“Expectations for information and aesthetics.”

May I pour you a glass of wifi while we wait for the appetizers?

Posted: July 2nd, 2009 | Author: | Filed under: Uncategorized | Tags: , , , , | No Comments »

180px-deviled_egg_closeup1Do you know what a MAC address is? Me neither. But until today my home wifi network was configured to filter for it. Basically, this meant that a mere password wouldn’t grant you access to the network. A password was required, yes, but that alone was not sufficient.

Laptop, desktop, Blackberry, visiting iPhone — without providing your MAC address you weren’t getting onto our network. And if you did cough up the digits we had to take the time to add it to the list of allowed addresses on our router.

Yesterday we bought an Airport Express and when setup proved to be more smug than plug-and-play we ditched MAC filtering, just to see. That did it. Music started flowing and we haven’t turned MAC filtering back on, leaving our network open to anyone who can input the password. And I’m so glad.

When I bought the Airport I wasn’t just buying a wireless access point. I was buying a party where the music sounds evenly awesome throughout the house. That was the image I had in mind: it was our housewarming from January, except instead of me struggling to patch my PC into the stereo I had music running throughout the house and it was easy I was happy.

When we have people over we want them to be happy, and as good hosts we want to offer them all that they’re comfortable accepting. What kind of a host would I be if, when they picked up their wireless device to show me the latest app I’ve asked them about or to google a point of trivia under debate, I required them to use precious megabytes from their 3G data plan when I’ve got a perfectly good wifi network that’s always on? Naturally, the thing to do would be to offer the network password alongside hors d’oeuvres and a glass of wine.

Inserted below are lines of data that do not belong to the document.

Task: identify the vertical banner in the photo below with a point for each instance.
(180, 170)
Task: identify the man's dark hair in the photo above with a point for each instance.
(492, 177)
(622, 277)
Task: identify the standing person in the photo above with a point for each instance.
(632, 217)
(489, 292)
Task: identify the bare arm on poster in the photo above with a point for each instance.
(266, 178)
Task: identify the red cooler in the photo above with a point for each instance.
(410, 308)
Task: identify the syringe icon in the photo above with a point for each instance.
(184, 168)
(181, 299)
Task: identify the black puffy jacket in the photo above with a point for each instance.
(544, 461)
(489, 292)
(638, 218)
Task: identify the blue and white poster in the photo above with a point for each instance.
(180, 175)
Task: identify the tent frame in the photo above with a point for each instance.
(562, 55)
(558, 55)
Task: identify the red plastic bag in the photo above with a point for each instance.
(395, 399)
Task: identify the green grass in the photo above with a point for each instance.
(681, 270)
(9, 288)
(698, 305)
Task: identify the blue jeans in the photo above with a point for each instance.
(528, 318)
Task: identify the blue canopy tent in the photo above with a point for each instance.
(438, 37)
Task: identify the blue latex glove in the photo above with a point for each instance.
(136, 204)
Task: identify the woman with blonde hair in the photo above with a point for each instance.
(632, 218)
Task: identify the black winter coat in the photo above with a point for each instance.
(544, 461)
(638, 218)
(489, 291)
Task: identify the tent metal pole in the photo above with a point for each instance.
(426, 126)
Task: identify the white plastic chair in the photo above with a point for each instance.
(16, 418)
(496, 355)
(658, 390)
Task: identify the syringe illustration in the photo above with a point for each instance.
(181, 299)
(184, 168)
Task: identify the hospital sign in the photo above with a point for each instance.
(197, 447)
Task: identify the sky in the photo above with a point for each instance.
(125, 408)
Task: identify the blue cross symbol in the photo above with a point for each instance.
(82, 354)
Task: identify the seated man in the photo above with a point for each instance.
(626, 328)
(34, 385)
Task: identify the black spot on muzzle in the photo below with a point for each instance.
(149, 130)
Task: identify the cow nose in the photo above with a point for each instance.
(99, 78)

But with MAC filtering engaged it was like we were ready to accommodate any request as long as it was accompanied by a detailed recipe and permitted time for procurement and preparation.

Choices about devices and how you configure them aren’t just about personal use anymore. As our devices travel longer distances with us in our pockets, representing increasing value as software upgrades keep their functionality growing, we’re going to need to think about how to make them play nice when they meet other devices in other pockets. Which means first establishing a baseline for “nice”.

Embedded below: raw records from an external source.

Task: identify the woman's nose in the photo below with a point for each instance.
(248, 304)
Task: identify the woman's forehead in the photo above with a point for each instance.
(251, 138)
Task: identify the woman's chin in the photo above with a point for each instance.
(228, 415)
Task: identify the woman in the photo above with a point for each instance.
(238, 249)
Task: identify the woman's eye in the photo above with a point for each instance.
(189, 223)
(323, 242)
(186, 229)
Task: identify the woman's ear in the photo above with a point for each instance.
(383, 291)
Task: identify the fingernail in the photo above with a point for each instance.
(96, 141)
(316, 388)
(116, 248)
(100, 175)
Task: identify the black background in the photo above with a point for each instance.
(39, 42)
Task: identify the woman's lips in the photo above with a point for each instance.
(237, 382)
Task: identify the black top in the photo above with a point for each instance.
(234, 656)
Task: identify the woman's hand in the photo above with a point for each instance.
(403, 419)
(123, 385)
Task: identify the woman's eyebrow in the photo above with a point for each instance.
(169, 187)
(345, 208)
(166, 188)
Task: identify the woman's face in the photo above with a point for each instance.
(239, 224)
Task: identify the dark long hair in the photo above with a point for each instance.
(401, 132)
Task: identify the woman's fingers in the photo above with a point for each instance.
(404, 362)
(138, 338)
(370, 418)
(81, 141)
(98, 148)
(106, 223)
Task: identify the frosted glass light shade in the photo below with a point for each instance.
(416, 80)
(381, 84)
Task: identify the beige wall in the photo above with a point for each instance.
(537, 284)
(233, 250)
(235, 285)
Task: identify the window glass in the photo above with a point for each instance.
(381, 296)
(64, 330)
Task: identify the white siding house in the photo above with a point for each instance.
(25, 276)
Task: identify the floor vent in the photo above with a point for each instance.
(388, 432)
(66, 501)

Is it possible that if we had guests over tomorrow and didn’t offer them free wifi we’d be regarded as stand-offish people? Probably not, but that’s how I’d feel looking across the dining room table at a person I’ve defined in practical terms as both friend and threat to network security. And maybe that would translate into some gesture or remark my wife or I would make (probably me), and maybe in the end I would come off as aloof.

So we’re open. Irreversibly. Which is how these things go, isn’t it?